The lines of compassion that separated the Christian serf from the bad intentions and misuse of an "Egyptian bondage" were three:

-1. The church, as agents of God's compassionate will on earth, was to advocate for humane treatment of human property according to the notion that Christians were not able to actually own one anther, as they were all owned by God [see Leviticus] and that a lord ruled in God's name and must be advised by the church. These protections were abdicated in England with the signing of the Magna Carta in 1215 by church representatives, which placed the debts owed to non-Christians even by lords above questions of Family, God, King and Country.

-2. The king was in place primarily as a moral breakwater on local tyranny as the enforcer of God's laws and upholder of the Church's rule—the very real enemy of the barons and lords. The king was the teeth of the ecclesiastical conscience that Christians were more than beasts of burden in human form. These powers of divine right and divine rule, in England, were shattered by the Magna Carta.

-3. Finally, the idea that all Christian men—regardless of ethnicity—deserved to be treated humanly, even in war and bondage, was undermined by the Reformation, which coincided almost to the year with harshly worded poor laws in England and Russia, and was further undermined by the idea of "white identity" superseding "Christian identity" as a managing mechanism of the extra-national slave trade, which necessitated the close cooperation of the Christian European slave masters and the Non-Christian European slave traders who were vastly outnumbered by their European, African and Amerindian chattel. Shared Christian identity suffered as a universal notion, with the division of Christian factions into churches which denied the Christianity of their rivals and also by the New Israel movement which linked prosperity explicitly to the Gospels and embraced the defecto doctrine that poor folk, orphans and debtors had been cast down with God's consent and deserved slavery as a penance for their unchristian failure to prosper.
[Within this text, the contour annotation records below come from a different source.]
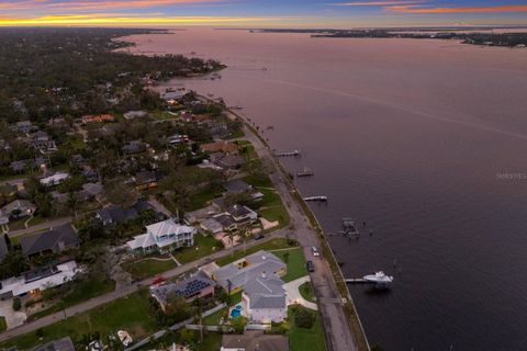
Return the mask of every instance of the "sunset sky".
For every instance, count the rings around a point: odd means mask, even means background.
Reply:
[[[0,25],[527,25],[527,0],[0,0]]]

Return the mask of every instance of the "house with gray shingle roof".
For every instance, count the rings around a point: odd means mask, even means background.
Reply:
[[[232,294],[242,291],[254,279],[266,276],[283,276],[287,265],[274,254],[260,250],[245,259],[221,267],[212,272],[212,278]]]
[[[22,252],[26,257],[47,252],[61,252],[78,247],[79,237],[75,228],[68,223],[47,231],[20,237]]]
[[[242,294],[251,321],[268,324],[282,321],[288,317],[288,304],[283,281],[277,275],[267,275],[248,281]]]

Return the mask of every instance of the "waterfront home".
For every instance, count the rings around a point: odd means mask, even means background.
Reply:
[[[148,190],[157,188],[158,177],[154,171],[142,171],[135,174],[133,178],[135,189],[137,190]]]
[[[71,281],[80,269],[76,261],[52,264],[0,281],[0,296],[9,298],[23,296],[27,293],[37,294],[41,291],[59,286]]]
[[[123,146],[123,152],[126,155],[141,154],[141,152],[144,152],[145,150],[146,150],[146,145],[141,140],[132,140],[126,143],[126,145]]]
[[[238,146],[228,141],[215,141],[200,146],[202,152],[233,154],[238,151]]]
[[[7,216],[9,219],[19,219],[33,216],[36,206],[27,200],[15,200],[0,208],[0,216]]]
[[[146,233],[134,237],[126,245],[141,252],[170,252],[194,245],[194,227],[177,224],[173,219],[155,223],[146,227]]]
[[[166,310],[170,298],[175,296],[183,297],[188,303],[195,298],[214,295],[216,283],[203,273],[198,273],[188,279],[177,282],[164,282],[159,285],[150,286],[150,295],[157,301],[162,310]]]
[[[278,257],[260,250],[214,270],[212,279],[227,292],[231,291],[231,294],[234,294],[242,291],[247,282],[261,278],[262,274],[266,276],[283,276],[287,269],[287,265]]]
[[[43,155],[55,152],[57,150],[57,145],[53,138],[43,131],[36,132],[33,136],[33,147]]]
[[[99,210],[96,213],[96,218],[102,222],[102,225],[110,226],[114,224],[122,224],[137,218],[143,212],[154,210],[154,207],[144,200],[137,200],[135,204],[130,207],[109,206]]]
[[[242,299],[253,322],[279,322],[288,317],[283,284],[280,278],[267,272],[245,283]]]
[[[21,236],[20,245],[24,256],[34,257],[77,248],[80,239],[71,224],[67,223],[46,231]]]
[[[61,182],[64,182],[68,178],[69,178],[69,173],[57,172],[55,174],[42,178],[41,179],[41,184],[46,185],[46,186],[54,186],[54,185],[60,184]]]
[[[255,223],[258,214],[247,206],[232,205],[225,210],[237,224]]]
[[[246,330],[243,335],[224,333],[220,351],[288,351],[288,337],[268,335],[262,330]]]
[[[123,114],[124,120],[135,120],[146,117],[148,113],[146,111],[128,111]]]

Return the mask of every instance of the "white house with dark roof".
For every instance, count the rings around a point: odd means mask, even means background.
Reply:
[[[193,246],[195,233],[194,227],[167,219],[147,226],[145,234],[134,237],[126,245],[132,250],[143,252],[170,252],[181,247]]]
[[[283,281],[274,274],[262,273],[249,280],[242,294],[247,315],[254,322],[269,324],[288,317],[288,304]]]
[[[260,250],[243,260],[226,264],[212,272],[212,278],[232,294],[244,288],[253,279],[266,276],[283,276],[287,265],[274,254]]]

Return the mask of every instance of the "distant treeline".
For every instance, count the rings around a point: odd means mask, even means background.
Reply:
[[[0,121],[47,121],[102,113],[108,101],[142,90],[142,83],[203,73],[217,61],[180,55],[117,53],[117,37],[157,33],[125,29],[0,29]],[[162,32],[159,32],[162,33]],[[112,100],[113,99],[113,100]]]
[[[489,29],[462,29],[486,30]],[[513,30],[513,29],[511,29]],[[458,29],[461,31],[461,29]],[[262,30],[267,33],[305,33],[312,37],[369,37],[369,38],[433,38],[458,39],[463,44],[489,46],[527,46],[527,33],[485,33],[485,32],[455,32],[453,29],[381,29],[381,30]]]

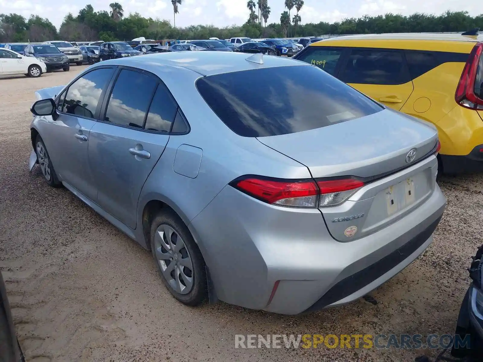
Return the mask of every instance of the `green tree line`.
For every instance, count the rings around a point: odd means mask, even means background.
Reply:
[[[172,0],[171,2],[175,17],[182,1]],[[110,12],[95,11],[92,6],[88,4],[75,16],[68,14],[58,29],[48,19],[38,15],[32,15],[28,20],[18,14],[0,14],[0,42],[42,42],[53,39],[128,41],[140,36],[156,40],[201,39],[211,37],[223,39],[243,36],[295,37],[326,34],[464,31],[475,28],[483,28],[483,14],[472,17],[464,11],[447,11],[439,15],[415,13],[403,16],[389,13],[344,19],[332,23],[320,22],[302,25],[298,11],[303,1],[285,0],[285,5],[288,11],[281,14],[281,22],[267,25],[270,14],[267,0],[259,0],[257,4],[250,0],[247,7],[250,14],[245,24],[221,28],[201,25],[176,28],[169,20],[145,18],[137,13],[125,16],[122,5],[117,2],[111,4]],[[258,14],[255,12],[257,10]],[[291,14],[293,14],[292,19]]]

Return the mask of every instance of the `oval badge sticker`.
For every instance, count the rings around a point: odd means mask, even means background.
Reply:
[[[344,235],[348,237],[353,237],[357,231],[357,226],[349,226],[344,232]]]

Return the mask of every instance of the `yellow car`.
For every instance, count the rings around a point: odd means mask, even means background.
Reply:
[[[483,171],[481,41],[454,34],[344,36],[311,44],[294,58],[436,125],[443,172]]]

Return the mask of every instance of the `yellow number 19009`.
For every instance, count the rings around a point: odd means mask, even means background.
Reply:
[[[326,66],[326,61],[325,60],[314,60],[312,59],[310,62],[312,65],[321,65],[323,68]]]

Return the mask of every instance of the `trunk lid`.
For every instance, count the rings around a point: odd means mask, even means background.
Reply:
[[[392,110],[258,139],[305,165],[316,180],[355,176],[364,181],[341,205],[319,208],[329,232],[340,241],[367,236],[401,219],[436,187],[438,161],[431,155],[438,141],[436,128]],[[414,160],[407,162],[415,149]]]
[[[307,166],[314,178],[372,177],[409,166],[436,145],[429,123],[390,109],[330,126],[289,134],[258,137],[270,148]]]

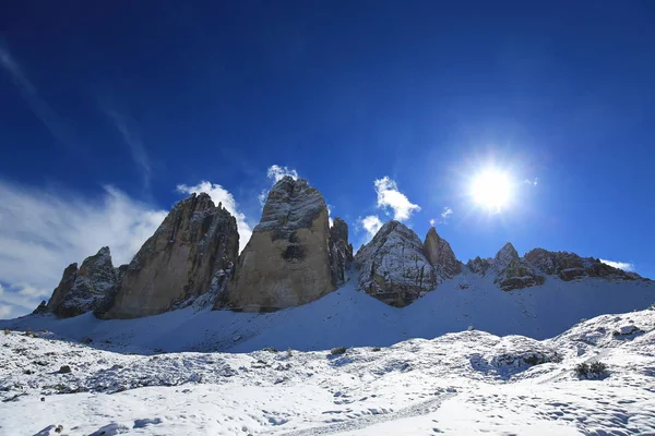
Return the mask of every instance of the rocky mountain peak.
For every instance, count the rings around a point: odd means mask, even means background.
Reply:
[[[480,256],[476,256],[474,259],[468,261],[466,263],[468,269],[472,272],[479,274],[480,276],[485,276],[487,274],[487,269],[491,267],[491,263],[488,259],[480,258]]]
[[[269,192],[221,304],[257,312],[317,300],[345,280],[348,247],[347,226],[330,231],[323,195],[307,180],[284,177]]]
[[[348,280],[353,264],[353,244],[348,243],[348,225],[336,217],[330,228],[330,270],[332,283],[338,288]]]
[[[285,239],[298,229],[308,228],[327,210],[323,195],[305,179],[285,175],[269,192],[262,219],[253,231],[276,229],[274,238]]]
[[[496,256],[493,257],[493,265],[497,269],[507,268],[512,262],[519,259],[519,253],[514,245],[511,242],[508,242],[500,249]]]
[[[359,289],[402,307],[437,286],[434,269],[418,235],[405,225],[386,222],[355,255]]]
[[[641,276],[602,263],[597,258],[581,257],[575,253],[550,252],[534,249],[525,255],[525,259],[547,275],[558,276],[564,281],[581,277],[604,277],[615,280],[635,280]]]
[[[96,315],[132,318],[166,312],[210,291],[219,269],[237,261],[236,218],[205,193],[178,202],[122,274]]]
[[[462,271],[462,264],[455,257],[450,244],[439,237],[434,227],[430,227],[425,242],[426,256],[441,278],[453,278]]]
[[[111,252],[104,246],[95,255],[86,257],[80,268],[78,264],[69,265],[48,303],[41,303],[35,312],[50,312],[67,318],[94,311],[112,291],[116,281]]]

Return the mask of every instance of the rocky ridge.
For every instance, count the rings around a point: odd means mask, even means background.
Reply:
[[[269,192],[262,218],[216,307],[269,312],[314,301],[346,280],[353,247],[345,221],[330,230],[323,195],[284,177]]]
[[[60,318],[68,318],[95,311],[112,291],[118,277],[119,269],[114,268],[111,252],[104,246],[95,255],[86,257],[80,268],[78,264],[69,265],[49,302],[41,302],[35,313],[53,313]]]
[[[237,221],[207,194],[176,204],[124,270],[96,316],[133,318],[171,310],[210,291],[239,250]]]
[[[403,307],[437,286],[434,268],[414,230],[386,222],[355,255],[359,289],[382,302]]]

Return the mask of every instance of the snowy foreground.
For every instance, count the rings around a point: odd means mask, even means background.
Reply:
[[[655,434],[654,310],[543,341],[462,331],[336,355],[132,354],[47,331],[0,342],[2,435]],[[593,361],[607,375],[573,371]]]

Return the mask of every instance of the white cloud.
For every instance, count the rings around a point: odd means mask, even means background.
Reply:
[[[614,262],[607,259],[600,259],[600,262],[603,262],[605,265],[609,265],[611,267],[619,268],[628,272],[634,271],[634,265],[629,262]]]
[[[278,165],[272,165],[271,167],[269,167],[269,170],[266,171],[266,177],[269,179],[273,179],[274,183],[277,183],[279,181],[279,179],[282,179],[285,175],[290,175],[294,178],[294,180],[296,180],[296,179],[298,179],[298,171],[296,171],[293,168],[281,167]]]
[[[0,181],[0,304],[24,315],[47,300],[63,268],[111,249],[114,265],[129,263],[166,211],[105,186],[100,198]],[[7,311],[7,310],[4,310]]]
[[[279,182],[279,180],[285,177],[285,175],[290,175],[294,180],[298,179],[298,171],[296,171],[293,168],[289,167],[281,167],[278,165],[272,165],[269,167],[269,169],[266,170],[266,177],[269,179],[273,180],[273,184]],[[259,194],[259,201],[260,201],[260,205],[262,207],[264,207],[264,205],[266,204],[266,198],[269,198],[269,191],[267,189],[262,190],[262,192]]]
[[[247,222],[246,215],[239,211],[239,206],[237,205],[234,195],[229,191],[219,184],[214,184],[206,181],[202,181],[195,186],[178,184],[177,191],[186,194],[204,192],[210,194],[212,201],[216,205],[218,205],[218,203],[223,203],[223,207],[225,207],[237,219],[237,229],[239,231],[239,252],[243,250],[248,241],[250,241],[252,228]]]
[[[407,196],[398,191],[396,182],[384,175],[374,182],[378,193],[378,207],[393,209],[393,219],[404,221],[409,219],[412,214],[420,210],[420,206],[409,202]]]
[[[382,228],[382,221],[377,215],[369,215],[357,220],[357,226],[361,227],[367,232],[367,241],[370,241],[376,233]]]

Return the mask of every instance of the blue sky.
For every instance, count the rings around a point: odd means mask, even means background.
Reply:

According to the sources, the U.S. Master-Servant Rule is not related directly to the United Kingdom Master Servants Acts, such as the one in 1823. However, both nation's ruling classes were Anglican English in origin, with the home nation's elite fighting to roll back Christian-imposed brakes on the exploitation of human beings from 1066 onward and the colonial elites of Plantation America scrambling to create a Roman style chattel system from 1617, with the Founding Fathers consciously and admittedly patterning the U.S. government after Republican Rome—the Rome that Spartacus rose up against in the 70s B.C.

The most honest definition of the elite English sentients behind British and Americn labor law is linked below:

Law of master and servant | law |

"…expansion of the doctrine of master and servant. Anglo-Norman law created the figures of ballivus and attornatus. His position in the household of his master empowered the ballivus to transact commercial business for his master, reminiscent of the power of the slave to bind his master under Roman law."

Note that the ability for a slave to bind his master called for the master to have power of life and death over said slave if he were to have some assurances that his servant would not ruin him. Now, the implementation of these principles to industrial and agricultural servants were conducted with brutal indifference in the ancient, medieval and modern world. For the typical chattel man digging for his master or the chattel woman on her knees possessed none of the social or economic leverage that the personal estate managers and household slaves enjoyed in all of these different historical epochs. In medieval and early modern terms the master might often by a craftsman and his servant being the apprentice to the trade, who was rented property whom it was regarded as proper to beat on the job.

My, when I was a grocery store manager, how I would have liked to have had the right to wield my cane upon the slow-bending backs of my surly clerks!